The first month was a little hard because we didn’t understand the whole idea of making up songs on the spot and they were a little paranoid because they knew we were a good hip-hop group, ‘but do you guys know Gershwin? Do you know Broadway references? Can you play jazz? If I say Skynyrd do you know what to do?’ That’s how the whole Freestylin’ With The Roots came about. The writers came up with an idea to test our musical knowledge. There was definitely a probationary period thing going on. The initial contract was, we’ll renegotiate your contract every seven weeks. Sort of giving them insurance in case we weren’t the band for the gig and then they could call up the guys from Saturday Night Live upstairs to fill in. After Freestylin’ With The Roots all bets were off. They realized that not only did we pass the test we would also be crucial to the show’s development.
How you guys work on the show is great. From Slow Jam the News to ?uestions to 6-Bee. I love how they incorporate you and the band into the show.
Questlove: It’s fun. My favorite part is obviously the walk-ons. That’s the only place in which you can do snarky inside jokes that guests may or may not understand.
There was the one that people were all abuzz about…one that was particularly notorious.

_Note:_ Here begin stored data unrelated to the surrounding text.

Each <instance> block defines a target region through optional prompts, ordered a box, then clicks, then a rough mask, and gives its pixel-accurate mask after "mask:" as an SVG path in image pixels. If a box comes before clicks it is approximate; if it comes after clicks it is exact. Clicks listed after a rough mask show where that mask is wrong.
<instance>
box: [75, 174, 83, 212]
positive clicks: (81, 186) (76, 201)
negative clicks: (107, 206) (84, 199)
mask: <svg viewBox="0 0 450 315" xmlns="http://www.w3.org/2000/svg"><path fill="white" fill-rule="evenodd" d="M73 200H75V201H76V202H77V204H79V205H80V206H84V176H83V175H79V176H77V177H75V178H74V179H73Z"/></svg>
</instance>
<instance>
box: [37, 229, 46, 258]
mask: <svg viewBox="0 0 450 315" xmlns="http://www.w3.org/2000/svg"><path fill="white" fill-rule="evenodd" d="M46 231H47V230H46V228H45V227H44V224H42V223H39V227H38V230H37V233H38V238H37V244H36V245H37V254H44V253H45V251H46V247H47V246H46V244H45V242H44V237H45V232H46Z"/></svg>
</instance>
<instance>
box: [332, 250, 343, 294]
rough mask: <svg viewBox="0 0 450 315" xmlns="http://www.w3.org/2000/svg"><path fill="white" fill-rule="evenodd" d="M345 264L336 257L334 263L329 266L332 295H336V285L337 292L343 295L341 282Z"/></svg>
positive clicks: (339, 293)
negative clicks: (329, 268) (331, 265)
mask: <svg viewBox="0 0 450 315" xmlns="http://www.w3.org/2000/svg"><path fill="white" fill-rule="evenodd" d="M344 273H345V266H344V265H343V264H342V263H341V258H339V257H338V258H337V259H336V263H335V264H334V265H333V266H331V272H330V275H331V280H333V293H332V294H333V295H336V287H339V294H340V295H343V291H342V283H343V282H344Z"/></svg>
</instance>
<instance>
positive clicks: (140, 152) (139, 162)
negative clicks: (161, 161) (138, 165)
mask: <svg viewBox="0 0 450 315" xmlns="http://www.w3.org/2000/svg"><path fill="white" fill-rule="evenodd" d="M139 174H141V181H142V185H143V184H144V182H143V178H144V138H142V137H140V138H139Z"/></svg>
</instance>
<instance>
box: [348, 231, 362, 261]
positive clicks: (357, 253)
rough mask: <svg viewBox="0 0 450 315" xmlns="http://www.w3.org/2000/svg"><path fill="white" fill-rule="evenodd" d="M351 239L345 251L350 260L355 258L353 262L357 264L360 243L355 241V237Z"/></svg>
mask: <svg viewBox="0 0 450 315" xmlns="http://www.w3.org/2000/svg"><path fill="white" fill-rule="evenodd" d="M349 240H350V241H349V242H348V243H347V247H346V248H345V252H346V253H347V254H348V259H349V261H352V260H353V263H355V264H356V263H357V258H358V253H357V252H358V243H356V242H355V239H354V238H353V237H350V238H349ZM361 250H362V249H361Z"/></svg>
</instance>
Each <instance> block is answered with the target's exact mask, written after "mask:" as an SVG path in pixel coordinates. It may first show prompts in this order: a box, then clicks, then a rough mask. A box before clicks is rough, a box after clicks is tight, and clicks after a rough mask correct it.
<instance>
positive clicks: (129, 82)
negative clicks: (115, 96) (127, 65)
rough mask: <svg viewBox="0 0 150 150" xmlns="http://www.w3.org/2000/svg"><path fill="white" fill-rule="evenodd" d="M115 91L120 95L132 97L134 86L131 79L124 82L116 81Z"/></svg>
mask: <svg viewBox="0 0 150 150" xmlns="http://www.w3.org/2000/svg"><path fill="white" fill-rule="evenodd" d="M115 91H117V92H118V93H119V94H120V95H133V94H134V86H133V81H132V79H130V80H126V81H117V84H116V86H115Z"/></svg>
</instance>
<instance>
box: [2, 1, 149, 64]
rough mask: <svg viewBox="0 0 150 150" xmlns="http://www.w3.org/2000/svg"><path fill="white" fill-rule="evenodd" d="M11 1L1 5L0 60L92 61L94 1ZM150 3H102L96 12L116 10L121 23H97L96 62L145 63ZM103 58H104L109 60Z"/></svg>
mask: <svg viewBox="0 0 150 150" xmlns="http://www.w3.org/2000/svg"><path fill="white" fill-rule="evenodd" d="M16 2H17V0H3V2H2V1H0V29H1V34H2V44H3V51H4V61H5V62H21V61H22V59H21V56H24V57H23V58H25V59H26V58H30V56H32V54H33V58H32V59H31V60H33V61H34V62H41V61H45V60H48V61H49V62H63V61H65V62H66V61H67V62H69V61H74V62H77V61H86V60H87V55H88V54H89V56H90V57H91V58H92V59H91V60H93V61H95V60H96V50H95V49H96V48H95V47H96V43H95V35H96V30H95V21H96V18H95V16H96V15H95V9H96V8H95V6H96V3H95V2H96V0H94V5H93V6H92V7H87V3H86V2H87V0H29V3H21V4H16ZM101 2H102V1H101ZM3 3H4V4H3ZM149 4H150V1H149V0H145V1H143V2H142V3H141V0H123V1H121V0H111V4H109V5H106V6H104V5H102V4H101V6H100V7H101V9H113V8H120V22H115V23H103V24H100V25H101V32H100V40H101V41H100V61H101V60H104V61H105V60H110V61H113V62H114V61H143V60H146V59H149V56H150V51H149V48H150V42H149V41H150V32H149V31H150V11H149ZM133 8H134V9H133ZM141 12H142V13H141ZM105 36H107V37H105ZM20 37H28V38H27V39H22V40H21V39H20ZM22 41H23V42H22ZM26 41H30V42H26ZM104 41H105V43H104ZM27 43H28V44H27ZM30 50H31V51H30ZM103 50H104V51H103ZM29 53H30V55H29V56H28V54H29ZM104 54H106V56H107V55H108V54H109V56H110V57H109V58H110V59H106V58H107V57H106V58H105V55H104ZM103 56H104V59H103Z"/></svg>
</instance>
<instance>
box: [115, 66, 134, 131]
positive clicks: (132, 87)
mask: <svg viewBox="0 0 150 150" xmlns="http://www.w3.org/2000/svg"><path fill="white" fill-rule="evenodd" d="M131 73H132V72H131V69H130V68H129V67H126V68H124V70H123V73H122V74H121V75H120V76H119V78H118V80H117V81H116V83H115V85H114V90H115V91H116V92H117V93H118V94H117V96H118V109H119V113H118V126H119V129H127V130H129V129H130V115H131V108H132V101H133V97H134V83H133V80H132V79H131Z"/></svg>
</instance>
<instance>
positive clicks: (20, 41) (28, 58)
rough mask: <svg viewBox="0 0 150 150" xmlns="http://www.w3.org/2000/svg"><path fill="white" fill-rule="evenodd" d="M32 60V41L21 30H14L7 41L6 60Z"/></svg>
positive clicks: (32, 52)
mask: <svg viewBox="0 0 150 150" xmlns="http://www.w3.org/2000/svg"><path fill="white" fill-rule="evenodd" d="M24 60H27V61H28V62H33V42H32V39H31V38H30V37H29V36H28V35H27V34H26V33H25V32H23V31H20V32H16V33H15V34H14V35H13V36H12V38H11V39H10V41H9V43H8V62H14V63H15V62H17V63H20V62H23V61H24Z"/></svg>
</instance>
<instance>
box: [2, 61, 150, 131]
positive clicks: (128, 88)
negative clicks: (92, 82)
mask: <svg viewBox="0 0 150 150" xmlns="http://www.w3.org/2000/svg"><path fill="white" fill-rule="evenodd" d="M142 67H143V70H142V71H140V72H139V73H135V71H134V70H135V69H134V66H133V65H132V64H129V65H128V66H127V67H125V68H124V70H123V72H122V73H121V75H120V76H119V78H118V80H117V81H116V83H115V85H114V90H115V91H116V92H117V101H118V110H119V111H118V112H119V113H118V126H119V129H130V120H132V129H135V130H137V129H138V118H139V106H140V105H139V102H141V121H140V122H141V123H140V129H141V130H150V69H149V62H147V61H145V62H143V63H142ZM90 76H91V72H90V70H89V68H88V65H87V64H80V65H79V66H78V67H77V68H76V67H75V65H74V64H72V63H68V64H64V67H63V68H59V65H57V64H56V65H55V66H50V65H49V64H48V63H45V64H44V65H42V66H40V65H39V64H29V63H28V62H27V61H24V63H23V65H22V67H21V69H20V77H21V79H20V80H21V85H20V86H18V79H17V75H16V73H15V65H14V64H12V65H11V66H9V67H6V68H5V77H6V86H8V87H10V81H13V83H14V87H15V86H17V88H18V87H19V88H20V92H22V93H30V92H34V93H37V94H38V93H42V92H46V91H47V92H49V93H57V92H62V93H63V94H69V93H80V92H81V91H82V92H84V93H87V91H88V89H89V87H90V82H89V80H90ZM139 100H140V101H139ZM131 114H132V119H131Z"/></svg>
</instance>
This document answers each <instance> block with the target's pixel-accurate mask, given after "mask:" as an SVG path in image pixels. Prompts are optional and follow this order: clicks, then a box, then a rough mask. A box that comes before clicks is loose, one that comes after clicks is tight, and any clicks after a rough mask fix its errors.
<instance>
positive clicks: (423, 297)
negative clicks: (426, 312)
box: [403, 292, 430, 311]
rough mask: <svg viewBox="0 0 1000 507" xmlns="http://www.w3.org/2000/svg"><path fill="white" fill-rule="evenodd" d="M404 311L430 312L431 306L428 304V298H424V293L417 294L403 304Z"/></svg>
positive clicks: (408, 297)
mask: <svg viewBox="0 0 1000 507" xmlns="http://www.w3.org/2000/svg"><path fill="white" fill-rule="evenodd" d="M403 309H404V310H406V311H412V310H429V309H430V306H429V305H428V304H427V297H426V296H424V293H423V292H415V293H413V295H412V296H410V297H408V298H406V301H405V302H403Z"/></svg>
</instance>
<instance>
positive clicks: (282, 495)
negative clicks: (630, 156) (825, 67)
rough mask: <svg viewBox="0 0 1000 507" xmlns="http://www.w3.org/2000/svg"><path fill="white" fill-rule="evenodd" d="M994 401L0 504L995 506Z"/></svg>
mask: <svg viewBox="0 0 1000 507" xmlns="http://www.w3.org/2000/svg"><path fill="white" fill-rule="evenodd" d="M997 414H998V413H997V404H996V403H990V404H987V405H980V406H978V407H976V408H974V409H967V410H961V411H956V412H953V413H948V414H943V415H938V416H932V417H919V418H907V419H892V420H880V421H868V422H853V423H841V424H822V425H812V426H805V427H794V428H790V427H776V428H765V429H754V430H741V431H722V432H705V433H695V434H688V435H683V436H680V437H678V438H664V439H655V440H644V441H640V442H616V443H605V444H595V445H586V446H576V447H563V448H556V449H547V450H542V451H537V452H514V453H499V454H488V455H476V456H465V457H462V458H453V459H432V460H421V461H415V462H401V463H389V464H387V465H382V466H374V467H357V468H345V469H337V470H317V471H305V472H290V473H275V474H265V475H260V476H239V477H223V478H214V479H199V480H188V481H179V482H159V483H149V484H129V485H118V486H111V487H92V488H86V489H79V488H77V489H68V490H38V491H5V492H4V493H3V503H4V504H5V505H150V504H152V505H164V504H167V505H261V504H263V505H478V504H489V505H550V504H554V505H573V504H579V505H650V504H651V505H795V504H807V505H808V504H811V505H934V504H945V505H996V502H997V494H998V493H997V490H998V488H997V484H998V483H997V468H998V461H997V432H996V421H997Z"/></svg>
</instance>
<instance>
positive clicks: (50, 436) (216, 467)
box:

Questlove: If Heidi Montag does come on the show again then all bets are off. We did “Loser” from Beck and the fact that Spencer and Heidi didn’t know what hit them, they still don’t know, that was perfect. ‘Cause when Michael J. Fox was on this week my whole Twitter community was like, ‘You realize you’re going to go to hell if you do Mobb Deep’s “Shook Ones” or anything like that.’ I was like, I’m not mean. I’m trying to lay back from the snark. That would have been very easy and very mean to do. We wound up re-enacting the Marvin Berry and the Starligters scene to “Johnny Be Good’. Even that was hard, because Chuck Berry…you figure that the Beatles are the most expensive group to ever clear for walk-on purposes, but actually that honor goes to Chuck Berry.
Chuck needs to get paid.
Questlove: He wants $2 million for a 20 second “Johnny Be Good” sell. I was clever with it. My father released a song on Chess Records called “The Clock” which is the same blues progression as “Johnny Be Good”, so we technically did my father’s song with the guitar solo on it!!! (both of us erupt with laughter) You wouldn’t believe all the NBC executives, ‘He’s not doing ‘Johnny Be Good’ is he!?! He’s not doing ‘Johnny Be Good’ is he!?!’ But I assured them and played my father’s song for them. That calmed them down.